Copacabana
Cinema Nova, 05/01/2011
Movie #2 for 2011
Who’d’ve thought that a character study of an endearing, charming, but flawed person turns out to be a endearing, charming, but flawed film? So much of the film revolves around Babou (ISABELLE HUPPERT, The Piano Teacher, I Heart Huckabees), that so much of its success depends on her too.
Babou is separate from the mainstream, a grown-up hippie who still behaves a bit like a teenager. She shuns conservativism and materialism and is interested in people who do the same. Sadly, this doesn’t include her daughter Esmerelda (LOLITA CHAMMAH, Huppert’s real-life daughter) who is deeply resentful of her fractured, drifting childhood and who is rebelling by marrying her tie-wearing boyfriend.

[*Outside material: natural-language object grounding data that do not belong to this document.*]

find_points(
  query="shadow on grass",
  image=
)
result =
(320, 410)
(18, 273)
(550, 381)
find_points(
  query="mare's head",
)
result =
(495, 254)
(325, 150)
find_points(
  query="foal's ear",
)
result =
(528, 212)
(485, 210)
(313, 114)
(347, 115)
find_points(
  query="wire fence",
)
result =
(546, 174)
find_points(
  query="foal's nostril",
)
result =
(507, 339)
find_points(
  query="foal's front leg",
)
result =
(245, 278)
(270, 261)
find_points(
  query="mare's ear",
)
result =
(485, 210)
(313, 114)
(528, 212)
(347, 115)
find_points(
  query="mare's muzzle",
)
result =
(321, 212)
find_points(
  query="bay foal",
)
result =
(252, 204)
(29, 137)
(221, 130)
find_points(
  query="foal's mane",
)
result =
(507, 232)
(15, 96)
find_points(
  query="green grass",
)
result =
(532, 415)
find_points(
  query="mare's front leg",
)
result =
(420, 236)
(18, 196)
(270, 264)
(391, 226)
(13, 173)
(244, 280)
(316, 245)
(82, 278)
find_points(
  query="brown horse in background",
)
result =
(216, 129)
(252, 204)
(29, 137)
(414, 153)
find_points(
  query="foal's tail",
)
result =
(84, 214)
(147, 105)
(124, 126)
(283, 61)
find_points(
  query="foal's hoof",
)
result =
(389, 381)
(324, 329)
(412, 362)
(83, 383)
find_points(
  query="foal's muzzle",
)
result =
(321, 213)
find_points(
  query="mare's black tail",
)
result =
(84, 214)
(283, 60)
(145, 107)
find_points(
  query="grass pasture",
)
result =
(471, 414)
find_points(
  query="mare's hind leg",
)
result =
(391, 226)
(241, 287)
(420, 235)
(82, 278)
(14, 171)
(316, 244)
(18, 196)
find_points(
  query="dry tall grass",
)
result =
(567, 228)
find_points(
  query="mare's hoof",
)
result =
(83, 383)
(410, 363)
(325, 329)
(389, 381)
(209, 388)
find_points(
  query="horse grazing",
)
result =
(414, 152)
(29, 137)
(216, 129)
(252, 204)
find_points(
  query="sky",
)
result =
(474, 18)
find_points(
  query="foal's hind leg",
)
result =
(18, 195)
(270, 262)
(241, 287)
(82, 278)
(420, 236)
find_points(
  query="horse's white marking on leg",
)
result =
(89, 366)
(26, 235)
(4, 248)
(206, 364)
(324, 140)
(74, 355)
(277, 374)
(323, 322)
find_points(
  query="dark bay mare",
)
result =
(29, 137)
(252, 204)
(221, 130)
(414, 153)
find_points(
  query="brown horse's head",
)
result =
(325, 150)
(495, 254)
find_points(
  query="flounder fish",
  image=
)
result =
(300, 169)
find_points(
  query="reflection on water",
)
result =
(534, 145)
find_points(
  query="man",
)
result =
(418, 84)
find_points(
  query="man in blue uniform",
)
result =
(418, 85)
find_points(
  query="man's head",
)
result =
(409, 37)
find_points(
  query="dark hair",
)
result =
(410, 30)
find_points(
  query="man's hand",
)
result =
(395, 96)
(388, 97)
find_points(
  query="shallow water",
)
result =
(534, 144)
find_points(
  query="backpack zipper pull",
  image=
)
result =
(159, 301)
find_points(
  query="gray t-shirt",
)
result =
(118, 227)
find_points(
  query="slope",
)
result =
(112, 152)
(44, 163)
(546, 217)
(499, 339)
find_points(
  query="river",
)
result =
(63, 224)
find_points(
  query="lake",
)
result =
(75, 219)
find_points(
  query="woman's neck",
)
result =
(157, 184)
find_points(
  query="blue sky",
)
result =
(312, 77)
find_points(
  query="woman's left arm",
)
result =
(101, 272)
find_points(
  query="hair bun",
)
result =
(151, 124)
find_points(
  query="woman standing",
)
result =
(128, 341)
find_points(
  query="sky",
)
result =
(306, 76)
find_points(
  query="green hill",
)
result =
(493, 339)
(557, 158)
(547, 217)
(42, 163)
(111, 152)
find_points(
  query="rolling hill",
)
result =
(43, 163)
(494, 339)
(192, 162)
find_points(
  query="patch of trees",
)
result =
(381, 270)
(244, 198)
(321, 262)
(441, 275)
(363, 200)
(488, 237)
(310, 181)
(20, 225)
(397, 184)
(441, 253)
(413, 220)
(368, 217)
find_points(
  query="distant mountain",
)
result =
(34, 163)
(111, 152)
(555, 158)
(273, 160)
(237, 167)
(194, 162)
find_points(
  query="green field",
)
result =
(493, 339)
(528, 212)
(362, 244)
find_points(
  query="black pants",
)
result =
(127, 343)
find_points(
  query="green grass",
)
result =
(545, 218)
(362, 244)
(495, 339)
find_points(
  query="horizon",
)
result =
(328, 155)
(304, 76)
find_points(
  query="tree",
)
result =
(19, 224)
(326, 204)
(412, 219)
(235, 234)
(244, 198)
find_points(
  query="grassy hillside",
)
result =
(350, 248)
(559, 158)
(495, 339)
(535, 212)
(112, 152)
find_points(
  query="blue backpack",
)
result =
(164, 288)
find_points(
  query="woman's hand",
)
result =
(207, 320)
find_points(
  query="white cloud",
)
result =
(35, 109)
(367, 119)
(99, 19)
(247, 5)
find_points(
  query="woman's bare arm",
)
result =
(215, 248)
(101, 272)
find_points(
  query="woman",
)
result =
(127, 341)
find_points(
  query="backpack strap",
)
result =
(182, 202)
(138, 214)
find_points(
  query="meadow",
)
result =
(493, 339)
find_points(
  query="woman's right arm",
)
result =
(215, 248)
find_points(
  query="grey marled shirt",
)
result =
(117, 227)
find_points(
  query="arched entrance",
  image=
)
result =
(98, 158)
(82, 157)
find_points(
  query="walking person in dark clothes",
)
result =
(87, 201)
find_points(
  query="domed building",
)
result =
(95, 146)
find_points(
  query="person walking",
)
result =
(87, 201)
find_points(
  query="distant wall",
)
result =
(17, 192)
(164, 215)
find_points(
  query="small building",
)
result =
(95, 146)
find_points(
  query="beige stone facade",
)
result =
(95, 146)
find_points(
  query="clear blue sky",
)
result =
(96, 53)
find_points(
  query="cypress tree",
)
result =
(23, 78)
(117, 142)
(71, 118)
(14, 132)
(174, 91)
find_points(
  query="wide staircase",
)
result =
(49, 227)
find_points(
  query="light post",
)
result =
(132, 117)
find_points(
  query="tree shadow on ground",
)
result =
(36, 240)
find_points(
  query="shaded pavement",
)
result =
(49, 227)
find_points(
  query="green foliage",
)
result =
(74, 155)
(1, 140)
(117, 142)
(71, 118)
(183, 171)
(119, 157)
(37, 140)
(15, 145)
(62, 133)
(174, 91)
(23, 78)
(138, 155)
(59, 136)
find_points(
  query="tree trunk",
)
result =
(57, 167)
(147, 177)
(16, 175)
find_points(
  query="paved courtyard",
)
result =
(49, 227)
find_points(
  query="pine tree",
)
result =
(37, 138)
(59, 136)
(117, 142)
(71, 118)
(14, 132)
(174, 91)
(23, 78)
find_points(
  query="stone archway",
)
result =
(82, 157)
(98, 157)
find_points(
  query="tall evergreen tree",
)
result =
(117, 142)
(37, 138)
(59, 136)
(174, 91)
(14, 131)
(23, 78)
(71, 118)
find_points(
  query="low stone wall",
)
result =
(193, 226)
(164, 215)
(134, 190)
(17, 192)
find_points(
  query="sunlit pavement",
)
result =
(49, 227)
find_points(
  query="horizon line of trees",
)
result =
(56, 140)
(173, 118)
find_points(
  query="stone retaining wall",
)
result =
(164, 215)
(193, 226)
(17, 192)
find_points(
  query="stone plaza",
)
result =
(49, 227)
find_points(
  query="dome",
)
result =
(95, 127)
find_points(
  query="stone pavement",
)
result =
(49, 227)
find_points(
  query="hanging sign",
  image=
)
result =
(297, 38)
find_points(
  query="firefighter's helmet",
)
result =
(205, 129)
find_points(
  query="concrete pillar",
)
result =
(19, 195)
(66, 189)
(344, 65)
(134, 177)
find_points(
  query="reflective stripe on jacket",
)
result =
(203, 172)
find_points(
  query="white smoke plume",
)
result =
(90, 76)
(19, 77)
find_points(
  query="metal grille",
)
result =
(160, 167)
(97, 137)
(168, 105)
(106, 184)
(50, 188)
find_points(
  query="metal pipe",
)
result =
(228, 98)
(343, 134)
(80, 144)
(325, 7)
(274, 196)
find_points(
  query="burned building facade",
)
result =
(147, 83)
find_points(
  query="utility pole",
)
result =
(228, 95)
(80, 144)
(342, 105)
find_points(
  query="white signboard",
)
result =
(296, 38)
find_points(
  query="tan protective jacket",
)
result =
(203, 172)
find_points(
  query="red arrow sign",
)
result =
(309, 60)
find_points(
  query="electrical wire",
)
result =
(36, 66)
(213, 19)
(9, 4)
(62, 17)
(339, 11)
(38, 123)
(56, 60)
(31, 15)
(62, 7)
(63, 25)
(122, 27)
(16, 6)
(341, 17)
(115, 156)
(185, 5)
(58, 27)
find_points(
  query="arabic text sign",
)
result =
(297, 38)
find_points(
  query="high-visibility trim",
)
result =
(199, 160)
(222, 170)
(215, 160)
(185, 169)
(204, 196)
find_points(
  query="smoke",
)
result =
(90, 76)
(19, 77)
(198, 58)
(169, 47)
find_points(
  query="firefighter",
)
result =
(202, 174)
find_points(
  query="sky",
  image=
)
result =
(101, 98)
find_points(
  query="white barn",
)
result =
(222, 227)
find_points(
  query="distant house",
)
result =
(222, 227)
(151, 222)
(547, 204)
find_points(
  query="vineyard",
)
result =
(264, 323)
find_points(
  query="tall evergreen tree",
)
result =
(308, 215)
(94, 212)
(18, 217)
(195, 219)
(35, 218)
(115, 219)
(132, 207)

After a serious, rift-making fight, Babou moves to Ostend, the poor-weather beachside resort town in Belgium to prove to Esme that she can find – and keep – a job, selling time-share apartments to English tourists. Turns out that she excels at it. She befriends a range of locals but still remains isolated – she almost seems to inhabit another, parallel world – but she does so with a kind of charming serenity.
Although there are a few laughs, the film – like Babou – is more gentle than that, a deep smile instead. Endearing, but flawed.